I hope I was courageous enough to push all my chips to the middle without any hesitation. Of course, I would be trembling and nervous, but could I imagine better situation at the WSOP Main Event start? Not only in the main event itself, but in any tournament. Of course it does not guarantee anything, but the chances of starting with many chips is great.
This reminds me a discussion I've seen in my early days, when I was learning the first pieces of theory. An article proposed the question, "You have AA and go all-in. How many calls do you want to receive?", and I was shocked when the answer was: from everybody, as many players as possible. Suppose you are in a 6-max table. Against 5 random callers, you have 50% chances of winning.
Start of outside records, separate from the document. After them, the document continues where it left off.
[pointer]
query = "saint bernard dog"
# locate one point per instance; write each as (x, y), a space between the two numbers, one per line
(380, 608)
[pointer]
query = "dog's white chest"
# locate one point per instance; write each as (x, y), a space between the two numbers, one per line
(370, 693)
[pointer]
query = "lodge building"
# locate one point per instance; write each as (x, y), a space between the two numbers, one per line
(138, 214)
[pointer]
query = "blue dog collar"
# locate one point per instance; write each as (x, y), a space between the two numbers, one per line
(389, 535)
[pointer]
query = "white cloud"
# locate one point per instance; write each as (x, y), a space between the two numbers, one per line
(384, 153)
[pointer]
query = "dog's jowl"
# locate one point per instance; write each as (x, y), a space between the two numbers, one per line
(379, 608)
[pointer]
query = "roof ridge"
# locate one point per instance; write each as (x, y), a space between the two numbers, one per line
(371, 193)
You might say, that's vary bad! But is it? Suppose everybody has a stack worthy $10,000, because it is the first hand. 50% of times you would win 6 stacks, and 50% of times you would lose $10k. The EV would be:
EV = 0,50 * 60,000 - 0,50 * 10,000 =>
EV = $25,000
If this is not too much realistic, why don't we analyze supposing we are facing close-to-real ranges?
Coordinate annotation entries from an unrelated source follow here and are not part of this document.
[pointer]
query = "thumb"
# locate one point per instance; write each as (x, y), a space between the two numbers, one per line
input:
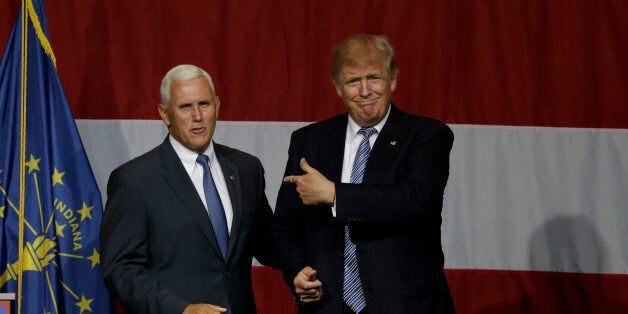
(305, 166)
(309, 273)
The EV would be: EV = 0,69 * $30,000 - 0,31 * $10,000 =
$17,600
One of the worst scenarios would be against hands that are more alive:
But still the EV would be: EV = 0,60 * $30k - 0,40 * $10k = $14,000
But who goes all-in with 65s? Come onnn!
Of course, these calculations are simplistic in terms of chip value at the 1st hand of the tournament. But that's the situation we are in, right?
That's a snap call, and hope to run good that day. If we lose, well, quite sad, but nothing much to do despite having a story to tell further generations.